WASHINGTON (AFP): Google on Friday took aim at Microsoft, accusing its technology rival of “distraction” for siding with governments seeking to force tech platforms to pay media organizations for news content.

In a blog post, Google argued that Microsoft was trying to divert attention from a potentially devastating attack on Exchange emails servers by hackers taking advantage of software vulnerabilities.

The comments came amid a heated battle of words over efforts in Australia and elsewhere to require digital services to negotiate payments for news content.
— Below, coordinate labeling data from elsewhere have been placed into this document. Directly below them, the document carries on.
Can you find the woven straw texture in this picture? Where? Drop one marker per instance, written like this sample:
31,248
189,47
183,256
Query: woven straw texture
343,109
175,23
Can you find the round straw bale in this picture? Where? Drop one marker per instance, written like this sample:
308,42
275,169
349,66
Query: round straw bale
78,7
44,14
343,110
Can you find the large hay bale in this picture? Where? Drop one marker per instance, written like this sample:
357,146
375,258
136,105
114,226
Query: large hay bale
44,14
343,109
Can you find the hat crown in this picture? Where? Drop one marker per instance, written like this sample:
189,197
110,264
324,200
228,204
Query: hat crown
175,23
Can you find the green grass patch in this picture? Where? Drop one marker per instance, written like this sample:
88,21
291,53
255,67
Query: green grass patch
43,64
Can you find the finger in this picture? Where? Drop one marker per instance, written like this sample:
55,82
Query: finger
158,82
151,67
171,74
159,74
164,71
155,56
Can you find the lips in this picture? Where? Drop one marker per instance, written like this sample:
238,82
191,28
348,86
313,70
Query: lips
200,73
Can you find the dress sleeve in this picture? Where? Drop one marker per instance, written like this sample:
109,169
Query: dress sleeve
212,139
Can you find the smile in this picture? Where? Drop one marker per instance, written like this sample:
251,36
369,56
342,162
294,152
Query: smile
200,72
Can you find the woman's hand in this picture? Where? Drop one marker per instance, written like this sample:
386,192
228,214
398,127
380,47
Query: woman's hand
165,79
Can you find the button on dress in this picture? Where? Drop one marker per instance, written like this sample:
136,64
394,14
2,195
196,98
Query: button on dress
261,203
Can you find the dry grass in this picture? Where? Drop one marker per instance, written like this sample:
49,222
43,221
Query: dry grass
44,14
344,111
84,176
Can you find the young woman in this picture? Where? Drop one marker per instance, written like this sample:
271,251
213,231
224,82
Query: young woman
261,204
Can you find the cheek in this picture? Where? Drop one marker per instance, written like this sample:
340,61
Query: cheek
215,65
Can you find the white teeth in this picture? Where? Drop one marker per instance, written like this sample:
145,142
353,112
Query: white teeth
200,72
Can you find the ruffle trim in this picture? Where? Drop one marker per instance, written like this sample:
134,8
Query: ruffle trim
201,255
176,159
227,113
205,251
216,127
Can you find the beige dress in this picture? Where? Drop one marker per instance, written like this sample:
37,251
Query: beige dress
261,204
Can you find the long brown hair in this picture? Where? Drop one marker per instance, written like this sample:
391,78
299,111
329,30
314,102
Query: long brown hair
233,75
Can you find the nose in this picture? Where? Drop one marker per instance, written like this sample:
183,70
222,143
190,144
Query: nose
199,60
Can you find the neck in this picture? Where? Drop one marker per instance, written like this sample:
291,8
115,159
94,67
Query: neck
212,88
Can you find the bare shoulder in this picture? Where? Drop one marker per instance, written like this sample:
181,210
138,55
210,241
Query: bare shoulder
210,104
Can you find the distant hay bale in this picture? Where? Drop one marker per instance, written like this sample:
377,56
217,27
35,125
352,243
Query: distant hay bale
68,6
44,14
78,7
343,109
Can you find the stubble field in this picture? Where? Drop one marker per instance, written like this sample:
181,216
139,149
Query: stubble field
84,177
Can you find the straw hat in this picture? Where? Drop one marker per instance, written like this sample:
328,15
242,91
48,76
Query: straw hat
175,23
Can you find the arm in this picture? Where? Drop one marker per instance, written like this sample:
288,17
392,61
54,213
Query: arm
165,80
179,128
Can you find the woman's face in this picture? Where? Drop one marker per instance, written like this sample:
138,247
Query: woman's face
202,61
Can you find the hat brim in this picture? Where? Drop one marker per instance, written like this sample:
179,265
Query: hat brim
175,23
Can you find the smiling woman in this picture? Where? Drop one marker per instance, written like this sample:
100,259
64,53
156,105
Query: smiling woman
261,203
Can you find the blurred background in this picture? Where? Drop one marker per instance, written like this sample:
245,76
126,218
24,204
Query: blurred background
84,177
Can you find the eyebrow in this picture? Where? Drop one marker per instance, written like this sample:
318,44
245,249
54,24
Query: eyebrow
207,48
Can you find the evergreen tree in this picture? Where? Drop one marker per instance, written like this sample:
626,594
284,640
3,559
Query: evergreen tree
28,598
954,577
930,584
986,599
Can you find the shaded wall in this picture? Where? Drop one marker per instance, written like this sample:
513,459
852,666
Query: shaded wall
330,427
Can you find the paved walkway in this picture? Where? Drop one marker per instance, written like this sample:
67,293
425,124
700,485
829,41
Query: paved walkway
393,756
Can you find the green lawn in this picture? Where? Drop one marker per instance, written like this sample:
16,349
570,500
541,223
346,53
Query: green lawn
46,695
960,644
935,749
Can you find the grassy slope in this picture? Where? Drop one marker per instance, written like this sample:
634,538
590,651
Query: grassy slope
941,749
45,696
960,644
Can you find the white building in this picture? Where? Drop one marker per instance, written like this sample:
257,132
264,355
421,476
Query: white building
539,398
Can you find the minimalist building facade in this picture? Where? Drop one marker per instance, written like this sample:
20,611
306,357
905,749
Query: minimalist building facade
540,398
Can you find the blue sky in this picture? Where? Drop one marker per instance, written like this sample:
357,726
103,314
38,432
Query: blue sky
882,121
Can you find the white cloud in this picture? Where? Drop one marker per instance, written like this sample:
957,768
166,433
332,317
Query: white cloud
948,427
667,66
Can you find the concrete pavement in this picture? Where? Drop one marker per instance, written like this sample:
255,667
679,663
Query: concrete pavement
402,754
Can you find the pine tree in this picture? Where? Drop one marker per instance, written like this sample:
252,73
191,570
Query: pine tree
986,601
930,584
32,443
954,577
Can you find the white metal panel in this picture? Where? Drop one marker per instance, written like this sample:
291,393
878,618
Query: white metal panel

Google and Facebook have resisted mandatory payments, while Microsoft has taken a more collaborative stance.

Microsoft president Brad Smith, in a letter to a congressional subcommittee hearing, blamed Google’s business model for “devouring” ad revenue on which newsgroups rely.

Google senior vice president of global affairs Kent Walker fired back in the blog post, saying of Microsoft: “They are now making self-serving claims and are even willing to break the way the open web works in an effort to undercut a rival.” 

Walker added, “This important debate should be about the substance of the issue, and not derailed by naked corporate opportunism.” In his letter, Smith lauded the role news organizations play in defending democracy and contended that the “internet gutted the already ailing local news business by devouring advertising revenue and luring away paid subscribers.”

Microsoft has lobbied for other countries to follow Australia’s lead in calling for news outlets to be paid for stories published online, a move opposed by Facebook and Google.

“News today is part of the technology ecosystem, and all of us who participate in this ecosystem have both an opportunity and responsibility to help journalism flourish,” Smith said.